July 12, 2010

In Soviet Russia, Finance Number-Crunches You!

I think every self-titled economist should get a finance degree.

No, wait, here me out. Look, while "normal" economists do a great deal of econometric work, there's something to be said about the finance major who bolstered his degree with econ, and the econ major who supplanted her degree with finance. The two are strongly tied together, theoretically and in principle.

For example, introductory finance courses will have you look at the present value (PV) of a stream of cash flows. This exact same skill is presented to you in intermediate microeconomics, alongside such models as Stackleberg, Bertrand, and the Cobb-Douglas production function. Calculating beta values is a matter of understanding relative performances and supply-demand tensions that yield valuations. Essentially, it's an elasticity value. While the theoretical side of that explanation is all economic, the numbers and the math of it is all finance.

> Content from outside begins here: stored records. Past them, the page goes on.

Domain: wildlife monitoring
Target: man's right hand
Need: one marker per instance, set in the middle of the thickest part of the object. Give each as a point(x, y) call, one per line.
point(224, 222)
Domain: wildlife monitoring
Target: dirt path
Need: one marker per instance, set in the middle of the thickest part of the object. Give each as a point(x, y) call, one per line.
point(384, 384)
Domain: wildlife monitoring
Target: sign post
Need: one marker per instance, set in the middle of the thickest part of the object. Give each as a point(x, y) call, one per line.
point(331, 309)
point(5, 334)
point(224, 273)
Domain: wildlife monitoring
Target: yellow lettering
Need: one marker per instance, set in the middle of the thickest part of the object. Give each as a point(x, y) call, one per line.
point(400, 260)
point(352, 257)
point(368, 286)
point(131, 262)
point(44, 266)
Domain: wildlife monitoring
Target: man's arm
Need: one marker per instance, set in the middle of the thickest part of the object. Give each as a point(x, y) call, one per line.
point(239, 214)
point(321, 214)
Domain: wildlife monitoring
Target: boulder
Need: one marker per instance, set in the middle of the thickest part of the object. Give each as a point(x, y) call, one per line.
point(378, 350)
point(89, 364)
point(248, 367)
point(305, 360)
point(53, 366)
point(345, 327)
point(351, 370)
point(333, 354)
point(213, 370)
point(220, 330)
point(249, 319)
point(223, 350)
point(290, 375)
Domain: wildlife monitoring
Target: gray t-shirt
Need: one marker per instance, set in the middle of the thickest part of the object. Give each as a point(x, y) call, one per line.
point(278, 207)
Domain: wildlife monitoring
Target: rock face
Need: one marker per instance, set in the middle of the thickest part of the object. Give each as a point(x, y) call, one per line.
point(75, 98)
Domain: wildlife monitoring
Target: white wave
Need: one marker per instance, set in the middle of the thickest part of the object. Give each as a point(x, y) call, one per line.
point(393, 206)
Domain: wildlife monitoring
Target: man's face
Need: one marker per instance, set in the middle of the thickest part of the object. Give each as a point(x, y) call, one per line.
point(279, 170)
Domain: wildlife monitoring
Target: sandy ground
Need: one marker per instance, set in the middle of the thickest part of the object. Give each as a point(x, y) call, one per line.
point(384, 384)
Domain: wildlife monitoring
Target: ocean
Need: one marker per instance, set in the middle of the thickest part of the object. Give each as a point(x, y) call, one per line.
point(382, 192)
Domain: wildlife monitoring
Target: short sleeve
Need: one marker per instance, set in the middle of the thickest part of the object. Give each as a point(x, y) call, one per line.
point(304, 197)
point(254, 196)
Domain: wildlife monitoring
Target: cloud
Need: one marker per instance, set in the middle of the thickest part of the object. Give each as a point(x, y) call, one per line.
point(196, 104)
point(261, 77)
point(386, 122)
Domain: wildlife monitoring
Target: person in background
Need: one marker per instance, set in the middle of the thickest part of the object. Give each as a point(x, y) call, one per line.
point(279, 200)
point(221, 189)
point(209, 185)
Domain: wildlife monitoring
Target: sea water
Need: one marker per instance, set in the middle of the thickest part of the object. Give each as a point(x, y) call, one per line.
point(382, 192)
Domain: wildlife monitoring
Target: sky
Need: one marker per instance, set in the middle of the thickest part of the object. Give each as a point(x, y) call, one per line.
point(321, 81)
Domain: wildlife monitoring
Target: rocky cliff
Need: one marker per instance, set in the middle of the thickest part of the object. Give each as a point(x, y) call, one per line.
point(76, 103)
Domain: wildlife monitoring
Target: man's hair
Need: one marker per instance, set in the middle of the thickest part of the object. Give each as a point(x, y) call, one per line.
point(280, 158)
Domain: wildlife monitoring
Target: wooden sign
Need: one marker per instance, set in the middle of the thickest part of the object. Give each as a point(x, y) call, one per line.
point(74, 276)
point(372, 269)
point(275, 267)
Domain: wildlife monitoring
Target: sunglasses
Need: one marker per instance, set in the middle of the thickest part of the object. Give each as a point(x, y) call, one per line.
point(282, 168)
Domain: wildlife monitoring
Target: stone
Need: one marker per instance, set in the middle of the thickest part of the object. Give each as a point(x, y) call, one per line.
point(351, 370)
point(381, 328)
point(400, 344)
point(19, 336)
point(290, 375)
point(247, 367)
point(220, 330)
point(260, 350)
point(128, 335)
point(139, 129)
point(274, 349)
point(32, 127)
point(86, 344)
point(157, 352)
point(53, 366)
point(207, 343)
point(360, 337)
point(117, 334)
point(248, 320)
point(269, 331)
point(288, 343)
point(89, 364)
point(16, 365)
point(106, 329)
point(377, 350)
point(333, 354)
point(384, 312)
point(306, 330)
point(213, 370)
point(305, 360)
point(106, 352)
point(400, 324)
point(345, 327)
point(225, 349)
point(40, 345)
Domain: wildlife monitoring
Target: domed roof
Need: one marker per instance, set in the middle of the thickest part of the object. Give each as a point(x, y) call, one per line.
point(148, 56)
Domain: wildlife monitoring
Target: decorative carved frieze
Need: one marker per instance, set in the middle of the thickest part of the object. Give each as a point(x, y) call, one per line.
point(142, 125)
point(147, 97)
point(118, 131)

So why am I telling you that an econ major should pursue finance instead of, say, operations? Cobb-Douglas is, after all, a production function, and operations is all about Right Time, Right Place, Right Price. It seems like a match made in Nerd Heaven.

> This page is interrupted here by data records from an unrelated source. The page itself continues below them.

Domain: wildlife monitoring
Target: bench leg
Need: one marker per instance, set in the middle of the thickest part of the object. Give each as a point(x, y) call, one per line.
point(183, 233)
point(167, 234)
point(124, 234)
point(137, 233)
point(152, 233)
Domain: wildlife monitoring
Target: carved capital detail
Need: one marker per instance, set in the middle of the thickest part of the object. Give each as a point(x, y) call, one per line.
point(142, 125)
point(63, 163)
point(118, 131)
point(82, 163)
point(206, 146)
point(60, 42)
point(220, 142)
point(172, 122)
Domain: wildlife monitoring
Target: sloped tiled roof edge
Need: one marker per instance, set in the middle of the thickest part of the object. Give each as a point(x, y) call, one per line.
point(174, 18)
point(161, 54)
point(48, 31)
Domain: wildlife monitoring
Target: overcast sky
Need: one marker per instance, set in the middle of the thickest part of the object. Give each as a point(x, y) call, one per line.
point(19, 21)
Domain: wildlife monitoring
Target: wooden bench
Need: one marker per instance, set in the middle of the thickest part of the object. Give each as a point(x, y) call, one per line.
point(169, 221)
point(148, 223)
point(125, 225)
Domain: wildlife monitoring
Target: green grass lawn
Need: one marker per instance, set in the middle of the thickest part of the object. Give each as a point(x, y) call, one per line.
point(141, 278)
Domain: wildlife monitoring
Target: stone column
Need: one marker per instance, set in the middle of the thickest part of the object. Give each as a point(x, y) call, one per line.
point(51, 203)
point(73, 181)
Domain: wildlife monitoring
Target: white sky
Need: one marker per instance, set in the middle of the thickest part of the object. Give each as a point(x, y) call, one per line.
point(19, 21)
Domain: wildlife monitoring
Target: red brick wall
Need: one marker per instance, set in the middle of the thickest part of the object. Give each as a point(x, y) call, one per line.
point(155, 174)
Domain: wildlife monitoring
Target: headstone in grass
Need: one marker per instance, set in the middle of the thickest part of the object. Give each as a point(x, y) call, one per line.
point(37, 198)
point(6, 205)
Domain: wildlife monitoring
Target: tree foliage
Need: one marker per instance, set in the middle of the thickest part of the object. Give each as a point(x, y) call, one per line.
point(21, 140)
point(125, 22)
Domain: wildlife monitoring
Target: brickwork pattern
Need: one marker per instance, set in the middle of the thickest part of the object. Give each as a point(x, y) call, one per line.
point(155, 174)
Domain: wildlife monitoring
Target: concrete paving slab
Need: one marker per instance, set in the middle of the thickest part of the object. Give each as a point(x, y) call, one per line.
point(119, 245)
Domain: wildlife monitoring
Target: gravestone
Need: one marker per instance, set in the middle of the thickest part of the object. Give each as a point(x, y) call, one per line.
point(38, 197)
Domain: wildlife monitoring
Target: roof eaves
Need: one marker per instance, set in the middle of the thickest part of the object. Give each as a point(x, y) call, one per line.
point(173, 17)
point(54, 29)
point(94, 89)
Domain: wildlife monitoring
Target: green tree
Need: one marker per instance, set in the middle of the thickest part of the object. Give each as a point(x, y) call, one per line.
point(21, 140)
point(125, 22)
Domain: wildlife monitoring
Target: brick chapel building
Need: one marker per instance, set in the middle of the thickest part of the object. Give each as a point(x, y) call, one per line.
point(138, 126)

Well, it is. And that's something of the problem. Ops and econ guys will forever argue the finer points of each others' specialties. Ops people are all about the practicalities, while econ people can get too caught up in the beauty of their models. Finance is nice because it gives econ people the skills and tools to assign harder numbers to their assertions. It also aids in understanding valuation, understanding the logical extensions of economics, and to gain a more full understanding of the models in economics.

In turn, understanding economics gives finance majors a better theoretical basis for the hard numbers. It can, for some, provide the "why are these steps in this order" that finance students ask, especially early on. Finally, knowing econ models enriches a financier's understanding of her subject, as well. By being able to see the past, present, and future of a finance problem (relatively speaking: the past is the genesis of the theory, the present is the quandrary at hand, and the future is the application of numbers to the process) a finance major distinguishes herself from her colleagues by being able to speak intelligently and eloquently about the finer points of finance.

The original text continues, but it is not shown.